In three seasons under Hoiberg, Nebraska hasn’t advanced past opening night. In 2020, at the start of the COVID pandemic, Hoiberg left the bench with the flu as the Huskers lost to Indiana. The following two seasons, NU squandered terrific first halves against Penn State and Northwestern with second-half collapses. Fourteen-point halftime leads turned into a 72-66 loss in 2021 and a 71-69 loss in 2022.

“Northwestern went on a great run on us — as all teams do in this league,” Hoiberg said, recalling last year’s Big Ten tournament loss. “It’s how you respond to that. And one thing I do appreciate about our group is how we handled adversity and how we’ve responded when teams go on runs.”

He pointed to Sunday’s stunning road win at Iowa, where NU trailed 62-55 midway through the second half and appeared on the verge of a blowout.
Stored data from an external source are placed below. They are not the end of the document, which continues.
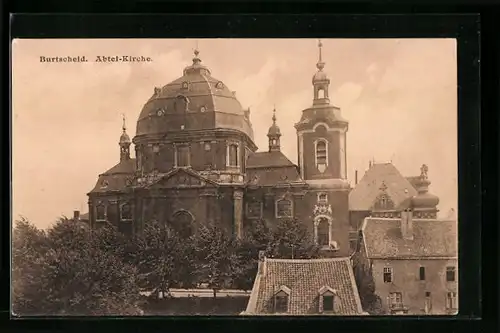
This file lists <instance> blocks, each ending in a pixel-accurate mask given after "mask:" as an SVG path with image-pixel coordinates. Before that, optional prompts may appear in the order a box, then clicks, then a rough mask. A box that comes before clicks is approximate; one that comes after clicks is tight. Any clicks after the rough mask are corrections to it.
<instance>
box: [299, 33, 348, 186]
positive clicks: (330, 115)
mask: <svg viewBox="0 0 500 333" xmlns="http://www.w3.org/2000/svg"><path fill="white" fill-rule="evenodd" d="M322 47H323V44H322V43H321V41H319V43H318V49H319V59H318V62H317V63H316V68H317V72H316V73H315V74H314V76H313V78H312V85H313V101H312V106H311V107H309V108H307V109H305V110H303V111H302V117H301V119H300V121H299V122H298V123H297V124H296V125H295V128H296V130H297V141H298V145H297V146H298V159H299V168H300V172H301V176H302V178H303V179H304V180H306V181H309V182H318V183H325V182H328V183H336V184H337V185H342V184H347V159H346V150H347V147H346V133H347V129H348V122H347V120H345V119H344V118H343V117H342V115H341V112H340V108H338V107H336V106H333V105H331V104H330V98H329V91H328V90H329V85H330V79H329V77H328V75H327V74H326V73H325V72H324V70H323V69H324V68H325V62H324V61H323V54H322Z"/></svg>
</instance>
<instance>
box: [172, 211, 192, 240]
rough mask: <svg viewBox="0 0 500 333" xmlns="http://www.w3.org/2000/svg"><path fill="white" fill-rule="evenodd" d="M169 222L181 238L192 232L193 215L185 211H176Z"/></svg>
mask: <svg viewBox="0 0 500 333" xmlns="http://www.w3.org/2000/svg"><path fill="white" fill-rule="evenodd" d="M171 224H172V227H173V229H174V230H175V231H176V232H177V233H178V234H179V236H180V237H181V238H189V237H190V236H191V235H192V234H193V217H192V216H191V214H190V213H189V212H187V211H184V210H181V211H178V212H176V213H175V214H174V216H173V217H172V222H171Z"/></svg>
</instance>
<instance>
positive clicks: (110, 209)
mask: <svg viewBox="0 0 500 333" xmlns="http://www.w3.org/2000/svg"><path fill="white" fill-rule="evenodd" d="M321 52H322V44H321V42H320V43H319V60H318V62H317V64H316V67H317V71H316V73H315V74H314V75H313V77H312V89H311V105H310V107H308V108H307V109H305V110H303V111H302V116H301V118H300V119H298V120H297V123H296V125H295V128H296V132H297V138H296V140H297V142H298V152H297V153H298V158H297V160H298V165H295V164H294V163H292V162H291V161H290V160H289V159H288V158H287V157H286V156H285V155H284V154H283V153H282V151H281V145H280V141H281V139H282V136H281V131H280V128H279V127H278V120H277V118H276V113H275V112H274V113H273V116H272V119H270V120H272V123H271V122H270V125H271V126H270V128H269V131H268V134H267V136H268V139H269V145H268V147H266V150H265V151H257V146H256V144H255V142H254V132H253V129H252V124H251V122H250V110H249V109H244V108H243V107H242V106H241V104H240V103H239V102H238V100H237V99H236V97H235V93H234V92H233V91H231V90H230V89H229V87H227V86H226V85H225V84H224V83H223V82H222V81H220V80H218V79H216V78H214V77H213V76H212V73H211V71H210V69H209V68H208V67H206V66H204V65H202V61H201V59H200V58H199V52H198V50H195V52H194V55H195V56H194V58H193V63H192V64H191V65H190V66H188V67H186V68H184V70H183V72H182V76H181V77H180V78H178V79H176V80H174V81H173V82H170V83H168V84H167V85H165V86H163V87H161V88H160V87H155V88H154V90H153V94H152V96H151V97H150V98H149V100H148V101H147V102H146V103H145V105H144V107H143V109H142V111H141V112H140V114H139V117H138V119H137V130H136V135H135V136H134V137H133V139H132V140H131V139H130V137H129V135H128V134H127V131H126V126H125V120H124V123H123V133H122V135H121V137H120V140H119V152H120V160H119V162H118V163H117V164H116V165H115V166H113V167H112V168H110V169H109V170H108V171H106V172H104V173H102V174H100V175H99V177H98V180H97V184H96V185H95V187H94V188H93V189H92V190H91V191H90V192H89V193H88V197H89V201H88V204H89V223H90V225H91V227H97V226H99V225H102V224H106V223H110V224H113V225H115V226H117V227H118V229H119V230H121V231H122V232H124V233H128V234H134V233H140V232H141V230H142V228H144V225H145V224H146V223H148V221H151V220H158V221H164V222H165V223H168V224H170V225H171V226H172V227H173V228H174V229H176V230H177V231H178V232H179V233H180V235H182V236H186V237H187V236H189V235H191V234H192V233H194V232H196V228H197V226H198V225H199V224H202V223H210V222H213V223H217V224H219V225H221V226H223V227H224V229H225V230H227V231H228V232H230V233H232V234H233V235H234V236H235V237H242V236H243V228H244V227H245V226H247V225H248V224H251V223H252V222H254V221H256V220H265V221H266V222H267V223H269V224H270V225H271V226H272V225H275V224H276V223H277V222H278V221H279V220H281V219H297V220H299V221H301V222H302V223H304V224H305V225H306V226H307V227H308V228H309V230H310V232H311V235H313V236H314V239H315V241H316V242H317V243H318V244H320V245H321V246H322V248H324V249H325V250H327V251H328V252H329V253H331V255H332V256H347V255H348V254H349V252H350V249H349V248H350V245H349V231H350V224H349V205H348V197H349V191H350V185H349V183H348V181H347V173H346V170H347V162H346V152H347V146H346V134H347V130H348V122H347V120H346V119H344V118H343V117H342V115H341V111H340V109H339V108H338V107H336V106H334V105H332V104H331V103H330V98H329V84H330V80H329V78H328V76H327V75H326V73H325V72H324V70H323V69H324V67H325V63H324V62H323V60H322V53H321ZM274 111H275V110H274ZM288 139H291V138H288ZM131 149H135V157H136V158H131V156H130V151H131Z"/></svg>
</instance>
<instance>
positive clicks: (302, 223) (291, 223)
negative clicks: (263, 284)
mask: <svg viewBox="0 0 500 333" xmlns="http://www.w3.org/2000/svg"><path fill="white" fill-rule="evenodd" d="M266 252H267V253H266V254H267V256H269V257H273V258H292V257H293V258H296V259H311V258H316V257H317V256H318V254H319V247H318V246H317V245H316V244H315V243H314V241H313V240H312V239H311V236H310V232H309V231H308V230H307V227H306V226H305V225H304V223H301V222H300V221H298V220H296V219H289V220H281V221H279V222H278V224H277V225H276V228H275V229H274V230H273V233H272V238H271V241H270V243H269V244H268V246H267V251H266Z"/></svg>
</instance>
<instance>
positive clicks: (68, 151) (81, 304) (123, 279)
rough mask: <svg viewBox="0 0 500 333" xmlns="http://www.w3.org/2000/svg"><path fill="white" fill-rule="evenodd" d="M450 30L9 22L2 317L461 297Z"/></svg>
mask: <svg viewBox="0 0 500 333" xmlns="http://www.w3.org/2000/svg"><path fill="white" fill-rule="evenodd" d="M456 45H457V42H456V40H455V39H451V38H450V39H447V38H421V39H417V38H412V39H397V38H384V39H368V38H366V39H361V38H359V39H312V38H307V39H306V38H303V39H229V38H227V39H223V38H220V39H14V40H13V41H12V45H11V64H12V65H11V66H12V67H11V69H12V72H11V80H12V81H11V88H12V90H11V93H12V110H11V122H12V123H11V128H12V184H11V191H12V207H11V210H12V213H11V225H12V234H11V240H12V244H11V245H12V247H11V265H12V266H11V267H12V269H11V313H12V316H15V317H21V318H22V317H31V316H186V315H188V316H252V317H255V316H387V315H394V316H406V315H418V316H426V315H429V316H433V315H449V316H453V315H457V314H458V310H459V295H458V276H459V267H458V235H457V230H458V221H457V216H458V214H457V209H458V208H457V206H458V204H457V201H458V184H457V177H458V167H457V164H458V163H457V159H458V158H457V157H458V153H457V143H458V140H457V109H458V106H457V104H458V101H457V90H458V88H457V46H456Z"/></svg>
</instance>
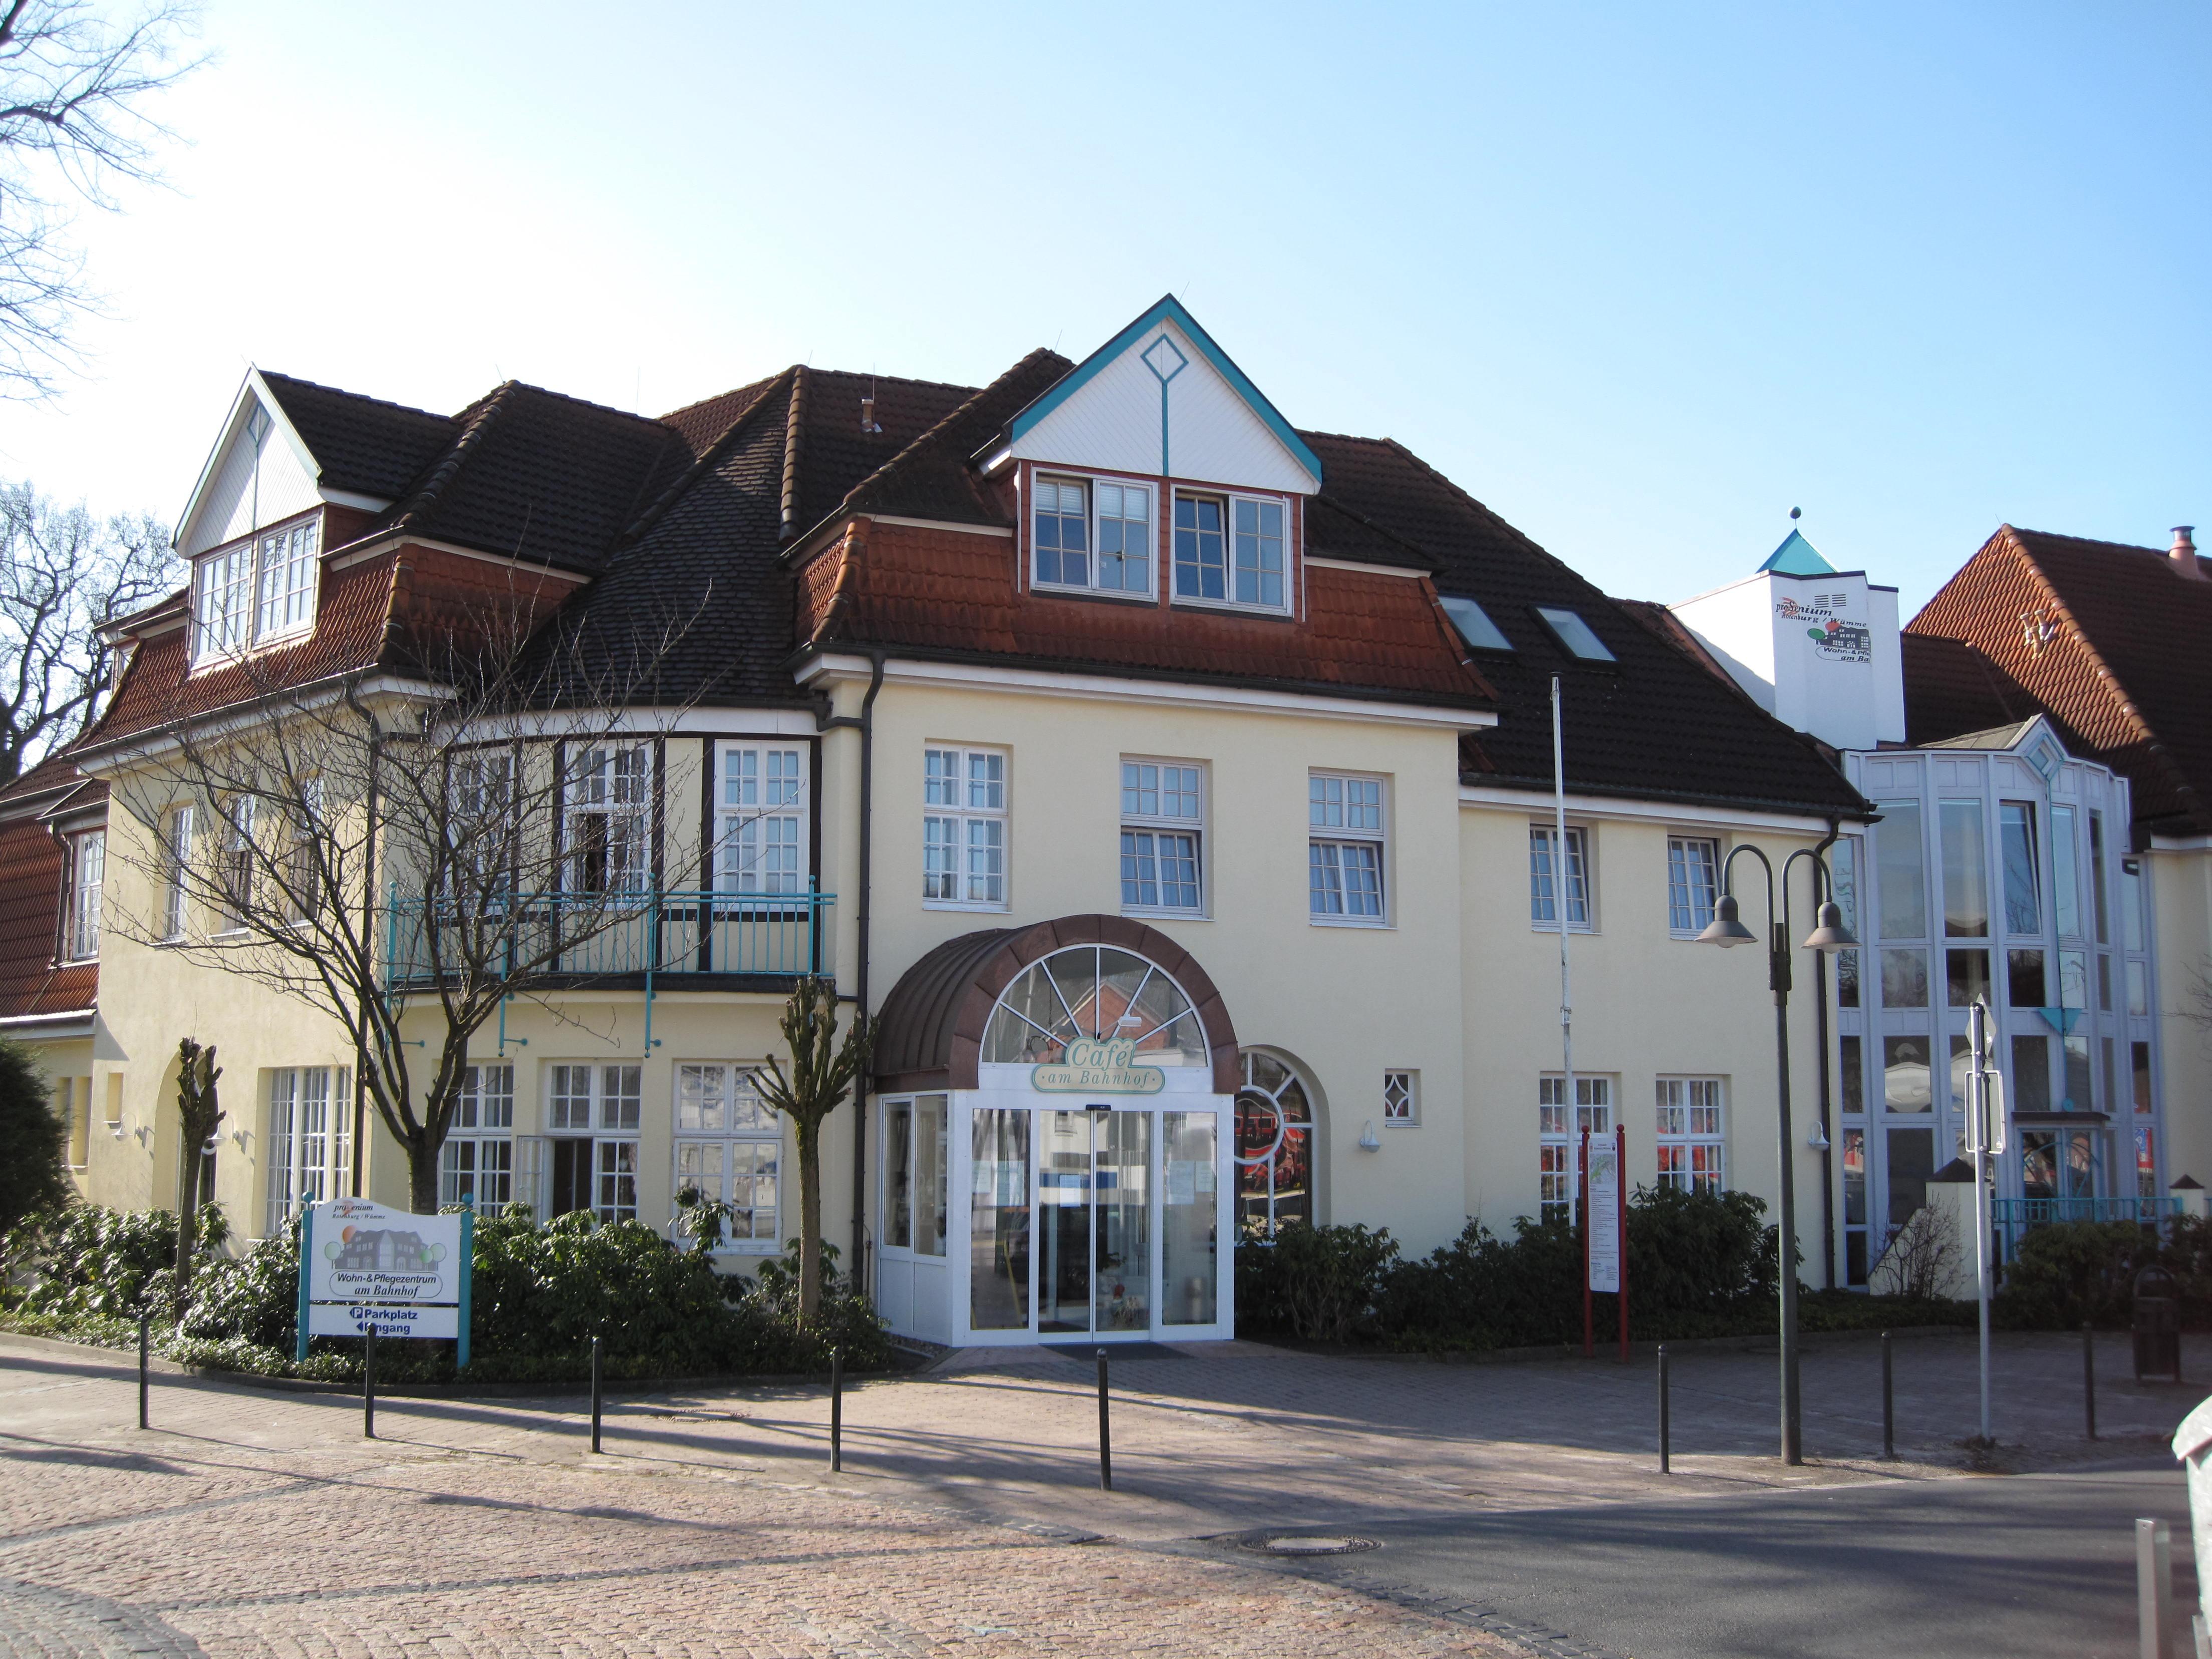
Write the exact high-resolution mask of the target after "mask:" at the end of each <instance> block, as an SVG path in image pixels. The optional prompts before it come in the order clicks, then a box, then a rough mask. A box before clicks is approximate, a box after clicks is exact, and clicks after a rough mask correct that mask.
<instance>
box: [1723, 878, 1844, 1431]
mask: <svg viewBox="0 0 2212 1659" xmlns="http://www.w3.org/2000/svg"><path fill="white" fill-rule="evenodd" d="M1743 854H1752V858H1756V860H1759V867H1761V869H1763V872H1765V876H1767V987H1770V989H1772V991H1774V1071H1776V1082H1778V1088H1781V1093H1778V1097H1776V1133H1778V1144H1781V1194H1778V1197H1781V1203H1778V1210H1781V1214H1778V1217H1776V1223H1778V1228H1776V1230H1778V1239H1776V1245H1778V1248H1776V1267H1778V1270H1781V1336H1783V1462H1785V1464H1801V1462H1805V1438H1803V1431H1801V1427H1803V1411H1801V1396H1798V1358H1796V1146H1792V1133H1790V867H1792V865H1794V863H1796V860H1798V858H1805V860H1807V863H1809V865H1812V896H1814V900H1818V905H1820V911H1818V925H1816V927H1814V929H1812V933H1807V936H1805V949H1807V951H1849V949H1854V947H1856V945H1858V940H1856V938H1851V933H1849V929H1847V927H1845V925H1843V909H1838V905H1836V900H1834V898H1827V896H1825V894H1827V865H1825V863H1820V854H1816V852H1814V849H1812V847H1798V849H1796V852H1792V854H1790V856H1787V858H1785V860H1783V905H1781V911H1778V914H1776V909H1774V865H1772V863H1770V860H1767V856H1765V854H1763V852H1761V849H1759V847H1754V845H1752V843H1747V841H1745V843H1741V845H1736V847H1734V849H1732V852H1730V854H1728V863H1723V865H1721V902H1717V905H1714V907H1712V925H1710V927H1708V929H1705V931H1703V933H1699V936H1697V942H1699V945H1721V947H1730V945H1756V942H1759V936H1756V933H1752V929H1747V927H1745V925H1743V922H1741V920H1736V894H1734V869H1736V858H1741V856H1743Z"/></svg>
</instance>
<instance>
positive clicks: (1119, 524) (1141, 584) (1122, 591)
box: [1033, 478, 1152, 595]
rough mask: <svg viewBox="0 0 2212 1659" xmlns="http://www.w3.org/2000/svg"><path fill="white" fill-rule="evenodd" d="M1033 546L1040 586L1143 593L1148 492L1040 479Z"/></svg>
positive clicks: (1083, 478) (1039, 583)
mask: <svg viewBox="0 0 2212 1659" xmlns="http://www.w3.org/2000/svg"><path fill="white" fill-rule="evenodd" d="M1093 513H1095V518H1093ZM1033 544H1035V553H1037V560H1035V582H1037V586H1042V588H1088V591H1097V593H1137V595H1146V593H1150V591H1152V491H1150V489H1148V487H1146V484H1124V482H1115V480H1104V478H1099V480H1084V478H1040V480H1037V511H1035V518H1033Z"/></svg>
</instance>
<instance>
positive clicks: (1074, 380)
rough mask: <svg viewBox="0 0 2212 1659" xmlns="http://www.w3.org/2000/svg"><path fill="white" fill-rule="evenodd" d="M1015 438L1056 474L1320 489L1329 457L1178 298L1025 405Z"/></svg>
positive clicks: (1165, 299) (1289, 492)
mask: <svg viewBox="0 0 2212 1659" xmlns="http://www.w3.org/2000/svg"><path fill="white" fill-rule="evenodd" d="M1009 440H1011V442H1009V451H1011V453H1013V456H1018V458H1020V460H1035V462H1044V465H1048V467H1097V469H1104V471H1124V473H1155V476H1166V478H1186V480H1194V482H1206V484H1225V487H1232V489H1272V491H1281V493H1285V495H1312V493H1314V491H1316V489H1321V458H1318V456H1314V451H1312V449H1307V447H1305V440H1303V438H1298V434H1296V429H1294V427H1292V425H1290V422H1287V420H1285V418H1283V416H1281V411H1279V409H1276V407H1274V405H1272V403H1267V398H1263V396H1261V392H1259V387H1254V385H1252V380H1248V378H1245V374H1243V369H1239V367H1237V365H1234V363H1232V361H1230V356H1228V354H1225V352H1223V349H1221V347H1219V345H1214V341H1212V336H1210V334H1208V332H1206V330H1203V327H1199V325H1197V321H1194V319H1192V316H1190V312H1186V310H1183V307H1181V305H1179V303H1177V301H1175V299H1172V296H1170V299H1161V301H1159V303H1157V305H1152V310H1148V312H1146V314H1144V316H1139V319H1137V321H1135V323H1130V325H1128V327H1124V330H1121V332H1119V334H1115V336H1113V338H1110V341H1108V343H1106V345H1102V347H1099V349H1097V352H1093V354H1091V356H1088V358H1084V361H1082V363H1079V365H1075V367H1073V369H1071V372H1068V374H1066V376H1064V378H1062V380H1060V383H1057V385H1055V387H1053V389H1051V392H1046V394H1044V396H1042V398H1037V400H1035V403H1031V405H1029V407H1026V409H1022V414H1018V416H1015V418H1013V422H1011V425H1009Z"/></svg>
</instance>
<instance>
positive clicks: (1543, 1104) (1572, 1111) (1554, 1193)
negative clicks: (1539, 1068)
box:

The Huskers regrouped, scored the next five points and eventually won 81-77. In overtime wins earlier this season over Maryland — which would be NU’s second-round opponent in Chicago — and Wisconsin, Nebraska overcame second-half deficits as well.

In its most recent win over Minnesota (8-21, 2-17), the Huskers grabbed an early double-digit lead and held it for the duration of the contest, frustrating the Gophers with a series of aggressive close-outs on threes.

But Minnesota worries Hoiberg. The Gophers have a giant front line — 6-11 Dawson Garcia, 6-7 Jamison Battle, 6-7 Joshua Ola-Joseph — that give the Huskers headaches on the offensive glass. NU allowed 31 second-chance points in its win over Iowa, and may not have the services of center Blaise Keita, who continues to nurse a swollen ankle.

“If I’m Minnesota, if I’m the coach, I’m telling them to crash the boards,” said forward Derrick Walker, who earned second-team All-Big Ten honors Tuesday. “They have the size advantage over us, especially with Blaise being up and down — not sure where he’s at yet.”

Hoiberg said NU will have an all-hands-on-deck approach — necessary for a tournament run. Keita may only play a few minutes — but that’d be enough to get a teammate some rest. Deep reserve center Oleg Kojenets will play, as well.

Nebraska had a crisp practice Monday, Hoiberg said, culminating in a visit from NU football coach Matt Rhule. His post-practice message to the team remained private, but Rhule’s presence is a marker of the eyeballs currently on Hoiberg’s players. They made February fun, and continued the fire on Sunday at Iowa. Can they paint Chicago scarlet for a few days?

“We don’t need to reinvent the wheel,” Hoiberg said. “We’ve been playing pretty good basketball, we just have to continue to do the things that have gotten us to where we are right now.”

Wisconsin on the bubble

NU’s game with Minnesota should tip off around 8, provided the night’s first game — between Wisconsin and Ohio State — doesn’t roll into overtime.

The Badgers, squarely on the NCAA Tournament bubble, can’t afford to lose to the Buckeyes.

A win for Bellevue West graduate Chucky Hepburn’s team might be enough to secure an NCAA invite — at least to the First Four contests.

Record over Gophers 

Nebraska has won four straight over Minnesota, and Hoiberg has a 4-2 record against the Gophers since becoming NU’s coach.

UM coach Ben Johnson, a former Husker assistant who is 21-38 in two seasons with the Gophers.